Himachal Pradesh, whose economy largely banks on agriculture and horticulture, aims to develop bio villages by promoting organic farming. The state is also eyeing investment in cold chains. An additional 2,000 hectares will be brought under organic farming and there are plans to develop 200 bio-villages in the next fiscal, a government spokesperson told IANS. He said farmers in the bio-villages would use only bio-fertilizers and bio-pesticides and discourage the use of chemical fertilizers and pesticide for cultivating vegetables and fruits.
For meeting the demand of organic manure, the government in its budget for 2017-18 has proposed to set up 20,000 vermi-compost units with 50 per cent assistance to the farmers. To promote organic farming, Chief Minister Virbhadra Singh presenting the state Budget 2017-18 on March 8 said the best three organic farmers would be awarded Rs 3 lakh, Rs 2 lakh and Rs 1 lakh respectively. More than 36,000 farmers are already cashing in on the high demand and remunerative prices of organic food — be it fruits, vegetables or pulses, the spokesperson said.

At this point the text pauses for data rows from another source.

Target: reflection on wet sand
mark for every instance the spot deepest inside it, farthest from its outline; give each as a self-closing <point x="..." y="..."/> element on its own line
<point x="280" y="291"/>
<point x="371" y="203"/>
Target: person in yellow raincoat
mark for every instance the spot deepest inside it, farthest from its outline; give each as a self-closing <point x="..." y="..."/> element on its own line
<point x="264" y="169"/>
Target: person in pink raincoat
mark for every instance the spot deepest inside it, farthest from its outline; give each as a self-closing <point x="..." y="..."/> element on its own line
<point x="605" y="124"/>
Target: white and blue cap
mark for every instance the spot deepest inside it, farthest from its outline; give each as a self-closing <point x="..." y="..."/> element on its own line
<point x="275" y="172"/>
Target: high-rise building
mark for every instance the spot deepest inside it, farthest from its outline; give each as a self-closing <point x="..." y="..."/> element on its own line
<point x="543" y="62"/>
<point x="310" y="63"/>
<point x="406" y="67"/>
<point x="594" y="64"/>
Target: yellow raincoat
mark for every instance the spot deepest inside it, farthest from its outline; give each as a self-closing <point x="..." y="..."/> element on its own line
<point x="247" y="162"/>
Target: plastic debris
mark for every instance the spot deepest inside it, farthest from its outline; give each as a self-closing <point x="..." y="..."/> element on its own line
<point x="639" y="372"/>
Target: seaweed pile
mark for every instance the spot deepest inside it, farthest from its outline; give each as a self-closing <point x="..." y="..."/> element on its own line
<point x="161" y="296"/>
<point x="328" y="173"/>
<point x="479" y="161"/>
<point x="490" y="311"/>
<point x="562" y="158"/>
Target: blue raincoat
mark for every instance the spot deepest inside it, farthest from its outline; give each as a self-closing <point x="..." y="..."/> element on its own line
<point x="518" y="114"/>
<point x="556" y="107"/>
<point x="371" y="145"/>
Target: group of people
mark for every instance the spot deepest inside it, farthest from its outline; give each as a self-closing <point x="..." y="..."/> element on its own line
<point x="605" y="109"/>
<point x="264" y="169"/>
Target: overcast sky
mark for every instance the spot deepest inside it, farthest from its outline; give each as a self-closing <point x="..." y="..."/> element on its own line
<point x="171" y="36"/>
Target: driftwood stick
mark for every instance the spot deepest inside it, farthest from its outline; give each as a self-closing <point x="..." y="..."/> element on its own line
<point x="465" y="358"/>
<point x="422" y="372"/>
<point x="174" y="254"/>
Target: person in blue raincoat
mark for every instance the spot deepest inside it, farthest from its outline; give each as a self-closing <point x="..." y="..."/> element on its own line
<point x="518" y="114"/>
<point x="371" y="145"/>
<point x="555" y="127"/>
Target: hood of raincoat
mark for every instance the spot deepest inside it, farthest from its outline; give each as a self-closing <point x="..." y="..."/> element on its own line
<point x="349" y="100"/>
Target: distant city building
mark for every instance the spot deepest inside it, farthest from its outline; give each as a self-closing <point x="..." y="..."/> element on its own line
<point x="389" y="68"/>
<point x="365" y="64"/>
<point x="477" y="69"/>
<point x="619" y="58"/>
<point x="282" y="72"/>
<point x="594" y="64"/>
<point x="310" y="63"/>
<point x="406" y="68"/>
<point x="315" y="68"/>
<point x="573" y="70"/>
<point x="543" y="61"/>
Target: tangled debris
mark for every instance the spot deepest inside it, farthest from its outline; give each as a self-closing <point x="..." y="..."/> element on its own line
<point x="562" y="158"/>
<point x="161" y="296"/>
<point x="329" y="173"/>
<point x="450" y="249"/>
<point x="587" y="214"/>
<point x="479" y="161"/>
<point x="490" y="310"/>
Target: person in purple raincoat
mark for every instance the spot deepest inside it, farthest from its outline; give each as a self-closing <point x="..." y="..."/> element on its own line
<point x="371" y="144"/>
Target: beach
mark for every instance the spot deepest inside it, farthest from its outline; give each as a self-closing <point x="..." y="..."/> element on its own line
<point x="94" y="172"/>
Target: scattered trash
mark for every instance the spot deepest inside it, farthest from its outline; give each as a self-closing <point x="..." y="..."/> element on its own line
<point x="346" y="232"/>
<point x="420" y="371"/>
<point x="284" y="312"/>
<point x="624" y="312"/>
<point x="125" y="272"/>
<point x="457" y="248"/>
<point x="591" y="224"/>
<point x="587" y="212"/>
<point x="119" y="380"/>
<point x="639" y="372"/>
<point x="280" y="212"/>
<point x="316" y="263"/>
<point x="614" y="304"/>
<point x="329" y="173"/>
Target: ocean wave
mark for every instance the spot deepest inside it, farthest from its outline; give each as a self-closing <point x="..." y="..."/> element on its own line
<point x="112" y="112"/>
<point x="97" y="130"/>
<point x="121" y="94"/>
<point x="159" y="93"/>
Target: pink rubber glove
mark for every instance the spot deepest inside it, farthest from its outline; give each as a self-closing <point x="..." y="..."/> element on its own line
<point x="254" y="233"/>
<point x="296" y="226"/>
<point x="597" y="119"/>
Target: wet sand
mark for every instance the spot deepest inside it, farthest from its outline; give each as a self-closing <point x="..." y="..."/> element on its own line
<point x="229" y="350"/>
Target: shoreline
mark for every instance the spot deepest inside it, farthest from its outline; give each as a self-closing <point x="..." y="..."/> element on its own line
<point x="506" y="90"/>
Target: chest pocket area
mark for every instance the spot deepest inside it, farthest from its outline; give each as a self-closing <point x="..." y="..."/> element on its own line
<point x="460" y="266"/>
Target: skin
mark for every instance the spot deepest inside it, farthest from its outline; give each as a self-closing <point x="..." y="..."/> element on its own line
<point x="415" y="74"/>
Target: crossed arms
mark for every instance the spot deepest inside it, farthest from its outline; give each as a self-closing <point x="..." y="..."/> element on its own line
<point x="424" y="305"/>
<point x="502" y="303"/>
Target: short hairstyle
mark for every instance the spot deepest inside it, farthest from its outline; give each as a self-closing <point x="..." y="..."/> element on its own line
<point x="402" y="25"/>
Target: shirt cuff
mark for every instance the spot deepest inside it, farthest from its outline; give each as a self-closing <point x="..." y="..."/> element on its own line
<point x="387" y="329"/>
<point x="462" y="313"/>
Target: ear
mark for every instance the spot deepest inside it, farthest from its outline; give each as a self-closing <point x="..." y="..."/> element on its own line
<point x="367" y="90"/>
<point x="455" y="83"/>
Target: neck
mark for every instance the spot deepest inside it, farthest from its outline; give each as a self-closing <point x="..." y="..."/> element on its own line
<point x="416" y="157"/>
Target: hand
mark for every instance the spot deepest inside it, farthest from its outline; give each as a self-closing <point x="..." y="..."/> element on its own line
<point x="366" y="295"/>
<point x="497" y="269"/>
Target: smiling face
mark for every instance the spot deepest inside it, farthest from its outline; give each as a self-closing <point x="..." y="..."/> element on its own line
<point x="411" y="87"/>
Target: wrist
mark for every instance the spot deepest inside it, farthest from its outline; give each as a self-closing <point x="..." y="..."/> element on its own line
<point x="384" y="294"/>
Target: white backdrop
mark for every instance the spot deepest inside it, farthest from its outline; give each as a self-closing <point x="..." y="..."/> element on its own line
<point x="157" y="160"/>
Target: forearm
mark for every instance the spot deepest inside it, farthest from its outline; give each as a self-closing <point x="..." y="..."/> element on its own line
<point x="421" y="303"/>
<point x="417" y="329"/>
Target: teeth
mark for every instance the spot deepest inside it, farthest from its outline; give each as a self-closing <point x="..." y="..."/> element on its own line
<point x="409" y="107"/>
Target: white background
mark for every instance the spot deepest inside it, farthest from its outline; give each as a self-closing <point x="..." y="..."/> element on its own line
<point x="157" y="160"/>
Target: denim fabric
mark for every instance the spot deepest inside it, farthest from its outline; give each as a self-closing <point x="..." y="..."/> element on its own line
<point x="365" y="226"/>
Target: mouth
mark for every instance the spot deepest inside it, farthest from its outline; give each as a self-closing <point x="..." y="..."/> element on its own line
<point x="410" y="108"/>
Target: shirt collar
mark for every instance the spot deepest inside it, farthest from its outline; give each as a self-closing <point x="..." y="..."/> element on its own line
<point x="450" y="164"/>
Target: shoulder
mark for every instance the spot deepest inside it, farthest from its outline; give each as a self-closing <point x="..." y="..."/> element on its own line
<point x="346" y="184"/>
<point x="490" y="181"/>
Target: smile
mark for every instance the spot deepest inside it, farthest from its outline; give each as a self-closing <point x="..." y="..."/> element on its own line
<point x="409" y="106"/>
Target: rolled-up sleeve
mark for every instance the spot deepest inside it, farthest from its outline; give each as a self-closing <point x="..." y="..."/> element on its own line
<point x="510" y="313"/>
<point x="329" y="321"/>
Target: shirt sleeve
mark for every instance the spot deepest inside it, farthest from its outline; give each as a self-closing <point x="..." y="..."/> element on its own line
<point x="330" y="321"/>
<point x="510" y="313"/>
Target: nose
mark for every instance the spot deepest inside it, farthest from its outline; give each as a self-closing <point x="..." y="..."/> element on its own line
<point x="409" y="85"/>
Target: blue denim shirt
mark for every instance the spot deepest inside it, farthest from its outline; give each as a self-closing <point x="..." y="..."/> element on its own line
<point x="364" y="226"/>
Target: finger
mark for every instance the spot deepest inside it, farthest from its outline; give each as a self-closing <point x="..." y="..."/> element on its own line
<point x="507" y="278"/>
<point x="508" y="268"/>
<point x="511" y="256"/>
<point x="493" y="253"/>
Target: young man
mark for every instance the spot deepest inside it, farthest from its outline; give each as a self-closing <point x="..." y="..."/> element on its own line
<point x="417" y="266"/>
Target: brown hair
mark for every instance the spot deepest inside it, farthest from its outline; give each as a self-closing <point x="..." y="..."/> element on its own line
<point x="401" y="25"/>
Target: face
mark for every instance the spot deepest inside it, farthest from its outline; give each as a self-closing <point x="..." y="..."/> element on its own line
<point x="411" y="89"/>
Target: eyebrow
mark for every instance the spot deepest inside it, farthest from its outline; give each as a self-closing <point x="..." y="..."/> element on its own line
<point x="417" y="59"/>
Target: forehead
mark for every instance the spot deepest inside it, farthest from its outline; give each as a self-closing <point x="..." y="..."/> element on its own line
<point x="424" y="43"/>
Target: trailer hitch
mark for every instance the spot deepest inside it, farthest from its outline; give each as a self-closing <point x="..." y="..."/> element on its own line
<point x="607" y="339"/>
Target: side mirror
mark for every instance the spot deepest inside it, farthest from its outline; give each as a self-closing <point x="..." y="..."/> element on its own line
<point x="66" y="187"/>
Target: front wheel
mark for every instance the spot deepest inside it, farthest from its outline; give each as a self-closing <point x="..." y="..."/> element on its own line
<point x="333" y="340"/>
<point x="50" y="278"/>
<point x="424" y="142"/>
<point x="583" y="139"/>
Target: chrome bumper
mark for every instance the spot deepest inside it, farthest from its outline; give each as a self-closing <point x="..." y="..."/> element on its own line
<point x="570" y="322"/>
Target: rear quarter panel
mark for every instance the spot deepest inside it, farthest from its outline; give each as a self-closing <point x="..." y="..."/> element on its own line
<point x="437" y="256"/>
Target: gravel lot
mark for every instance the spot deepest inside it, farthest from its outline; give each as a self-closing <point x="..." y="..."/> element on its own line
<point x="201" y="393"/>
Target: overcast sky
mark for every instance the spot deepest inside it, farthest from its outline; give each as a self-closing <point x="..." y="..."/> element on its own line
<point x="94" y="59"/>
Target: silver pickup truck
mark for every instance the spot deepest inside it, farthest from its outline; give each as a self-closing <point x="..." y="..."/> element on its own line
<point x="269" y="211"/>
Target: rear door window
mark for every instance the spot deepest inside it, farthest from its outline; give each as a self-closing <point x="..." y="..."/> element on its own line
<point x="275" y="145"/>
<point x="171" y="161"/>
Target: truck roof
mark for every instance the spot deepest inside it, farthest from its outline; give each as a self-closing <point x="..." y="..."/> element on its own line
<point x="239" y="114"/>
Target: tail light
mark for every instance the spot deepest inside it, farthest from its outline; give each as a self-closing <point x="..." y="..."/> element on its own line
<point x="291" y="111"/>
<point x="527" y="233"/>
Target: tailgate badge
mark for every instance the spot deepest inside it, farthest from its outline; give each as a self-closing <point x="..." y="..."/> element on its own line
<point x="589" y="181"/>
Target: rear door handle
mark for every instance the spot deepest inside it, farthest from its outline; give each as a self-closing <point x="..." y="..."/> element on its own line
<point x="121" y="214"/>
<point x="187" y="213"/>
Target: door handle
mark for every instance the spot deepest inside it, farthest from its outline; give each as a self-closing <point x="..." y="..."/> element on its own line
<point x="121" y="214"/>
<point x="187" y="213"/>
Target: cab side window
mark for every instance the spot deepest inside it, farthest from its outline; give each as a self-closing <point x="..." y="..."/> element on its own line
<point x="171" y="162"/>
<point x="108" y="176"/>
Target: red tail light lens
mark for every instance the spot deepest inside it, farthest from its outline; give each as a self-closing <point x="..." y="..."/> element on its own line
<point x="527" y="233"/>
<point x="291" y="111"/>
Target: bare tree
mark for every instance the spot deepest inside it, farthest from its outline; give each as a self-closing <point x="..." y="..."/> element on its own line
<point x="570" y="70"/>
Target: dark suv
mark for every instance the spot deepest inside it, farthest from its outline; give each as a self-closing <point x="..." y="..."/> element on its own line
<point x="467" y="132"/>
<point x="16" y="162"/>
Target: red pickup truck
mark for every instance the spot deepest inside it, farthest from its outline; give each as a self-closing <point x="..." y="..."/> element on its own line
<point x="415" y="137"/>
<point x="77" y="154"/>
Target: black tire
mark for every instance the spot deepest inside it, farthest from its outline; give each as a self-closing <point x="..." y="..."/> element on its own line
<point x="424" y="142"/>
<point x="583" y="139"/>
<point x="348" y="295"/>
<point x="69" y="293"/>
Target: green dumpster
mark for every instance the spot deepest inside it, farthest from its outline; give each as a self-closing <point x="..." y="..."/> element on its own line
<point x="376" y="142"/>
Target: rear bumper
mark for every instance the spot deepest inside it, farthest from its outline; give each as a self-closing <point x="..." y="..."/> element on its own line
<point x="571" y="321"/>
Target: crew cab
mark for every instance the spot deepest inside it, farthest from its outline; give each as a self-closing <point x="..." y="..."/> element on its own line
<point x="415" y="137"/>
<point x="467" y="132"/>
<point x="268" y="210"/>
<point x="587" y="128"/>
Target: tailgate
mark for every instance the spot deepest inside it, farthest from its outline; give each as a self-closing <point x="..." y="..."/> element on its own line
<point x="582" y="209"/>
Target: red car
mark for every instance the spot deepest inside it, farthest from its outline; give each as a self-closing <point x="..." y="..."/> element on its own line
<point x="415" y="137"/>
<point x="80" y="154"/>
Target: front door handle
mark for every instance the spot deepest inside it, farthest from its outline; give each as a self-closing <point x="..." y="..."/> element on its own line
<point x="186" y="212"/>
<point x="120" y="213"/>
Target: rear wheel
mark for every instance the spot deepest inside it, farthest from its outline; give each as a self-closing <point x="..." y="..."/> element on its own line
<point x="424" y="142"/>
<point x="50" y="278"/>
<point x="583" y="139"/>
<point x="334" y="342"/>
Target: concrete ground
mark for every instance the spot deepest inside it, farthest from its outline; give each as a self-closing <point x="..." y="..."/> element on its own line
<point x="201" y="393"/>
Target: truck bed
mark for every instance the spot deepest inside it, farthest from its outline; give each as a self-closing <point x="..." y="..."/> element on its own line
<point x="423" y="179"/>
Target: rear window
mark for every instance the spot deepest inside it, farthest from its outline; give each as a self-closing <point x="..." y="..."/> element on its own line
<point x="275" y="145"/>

Agriculture is the mainstay of people in the hill state, providing direct employment to 69 per cent population. To ensure balanced use of nutrients, the state’s soil health cards scheme is in operation. Over four lakh soil cards have been issued to the farmers. Interestingly, farmers in Himachal Pradesh’s landlocked valleys like Pangi in Chamba district and Dodra Kwar in Shimla district have never used pesticides and fertilisers for growing crops.
Rajeev Negi, a Dodra Kwar farmer, has been growing organic rajma (kidney beans) that command remunerative prices in the domestic market. “On an average, we are getting Rs 200 to Rs 250 for a kg of rajma. They are fetching 40 to 50 per cent higher prices in export,” he said. Most of the farmers who adopted organic farming are in the Rampur area in upper Shimla district, where pilot organic farming projects were launched in 2005. According to the Chief Minister, the World Bank aided Horticulture Development Project of Rs 1,134 crore would be made fully operational in 2017-18.
Under this project, besides enhancing productivity of tropical and sub-tropical fruits and vegetables, it is proposed to invest a large sum in improving post-harvest infrastructure like automatic packaging, grading lines, cold storage and processing plants. He said marketing infrastructure would be upgraded in all market yards of the state Agro-Produce Marketing Committee. To promote cultivation of Kiwi, the government will provide 50 per cent subsidy for purchasing of saplings in the next fiscal.